# ARROYO ROBLE, Sedona



## NANA3B (Nov 20, 2006)

I am trying to find out where Unit #1344 is located within the Arroyo Roble Resort.  -Happy Thanksgiving!


----------



## Hophop4 (Nov 20, 2006)

we stayed in unit 1218 across from tennis court and close walk to pool.  Loved the place.  I'm looking for my map but might not be on this laptop and I am in hospital now so I can't seem to find it.  Maybe someone who I sent it to will send it to you.  Here are some pics of Arroyo Roble and Sedona albums  go to:   Hop's Pics:  http://photos.yahoo.com/ph//my_photoshtpp://photos.yahoo.com/hophop4


----------



## anne1125 (Nov 21, 2006)

Hop, thanks for the picture link.  We'll be in Sedona (Arroyo Roble) in March.  Your pictures are great.


----------



## NANA3B (Nov 21, 2006)

Hey, thanks.  This resort does sound great and I would love to see a map of the place.  Best wishes for the holidays, Nana


----------



## Hophop4 (Nov 21, 2006)

You will love the place.  I have a map but it is on my PC at Home and I am still in hospital, have laptop here but its not on here.
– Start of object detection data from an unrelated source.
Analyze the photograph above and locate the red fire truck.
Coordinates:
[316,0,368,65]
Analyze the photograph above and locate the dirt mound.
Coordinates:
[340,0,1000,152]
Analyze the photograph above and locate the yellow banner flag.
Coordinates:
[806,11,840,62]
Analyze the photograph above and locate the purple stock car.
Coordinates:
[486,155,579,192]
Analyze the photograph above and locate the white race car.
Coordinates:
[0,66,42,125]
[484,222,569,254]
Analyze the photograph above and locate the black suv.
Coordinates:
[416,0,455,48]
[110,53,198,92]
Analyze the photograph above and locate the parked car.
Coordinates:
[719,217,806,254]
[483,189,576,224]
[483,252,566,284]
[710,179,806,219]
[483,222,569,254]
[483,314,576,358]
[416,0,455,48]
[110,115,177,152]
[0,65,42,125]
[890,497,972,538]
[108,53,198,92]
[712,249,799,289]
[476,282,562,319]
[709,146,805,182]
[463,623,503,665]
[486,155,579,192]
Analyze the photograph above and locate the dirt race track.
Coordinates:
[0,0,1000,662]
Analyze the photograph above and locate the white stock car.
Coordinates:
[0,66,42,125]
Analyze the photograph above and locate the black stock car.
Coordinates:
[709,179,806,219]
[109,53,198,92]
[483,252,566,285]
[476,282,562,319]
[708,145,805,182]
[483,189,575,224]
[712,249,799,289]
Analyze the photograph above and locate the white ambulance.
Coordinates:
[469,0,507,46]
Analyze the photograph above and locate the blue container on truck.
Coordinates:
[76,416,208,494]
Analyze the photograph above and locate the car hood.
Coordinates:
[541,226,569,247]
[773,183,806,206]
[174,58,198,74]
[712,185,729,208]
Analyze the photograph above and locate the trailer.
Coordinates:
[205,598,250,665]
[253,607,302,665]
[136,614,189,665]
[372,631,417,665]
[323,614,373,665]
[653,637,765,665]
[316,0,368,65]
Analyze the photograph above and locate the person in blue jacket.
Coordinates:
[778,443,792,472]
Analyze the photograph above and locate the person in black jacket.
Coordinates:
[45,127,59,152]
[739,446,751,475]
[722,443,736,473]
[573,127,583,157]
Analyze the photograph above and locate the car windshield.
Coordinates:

I would love to go back, there was so much we didn't see.   Be sure to take a ride up to Jerome, little village on top of the mountain and have lunch at Haunted Hambergers be sure to get there by 11 am.


----------



## grest (Nov 21, 2006)

NANA3M said:
			
		

> I am trying to find out where Unit #1344 is located within the Arroyo Roble Resort.  -Happy Thanksgiving!


Am just looking at my Arroyo Roble map.  If you look at the resort's four buildings (minus the units used by the Best Western) and see them in a square facing a courtyard, 1344 is an end unit in the builiding furthest from the clubhouse and tennis courts.  Parking for the unit is directly adjacent.  I've not stayed in that building, but I haven't been in a bad one yet.  
Connie


----------



## marcmuff (Nov 22, 2006)

Wow, Hop - I just looked at our unit number for when we go for Christmas 2007 and it is Unit 1218.  Can't wait to look at your pictures.

We have never been to Sedona before and my daughter and husband and maybe more family will be going.  

Thanks!


----------



## grest (Nov 22, 2006)

marcmuff said:
			
		

> Wow, Hop - I just looked at our unit number for when we go for Christmas 2007 and it is Unit 1218.  Can't wait to look at your pictures.
> 
> We have never been to Sedona before and my daughter and husband and maybe more family will be going.
> 
> Thanks!


You'll all love it!
Connie


----------



## marcmuff (Oct 11, 2007)

Hophop  I went to look at your pictures again but I guess they are no longer available on Yahoo.  Do you have them somewhere else?  It looks like we will get in the same unit you had.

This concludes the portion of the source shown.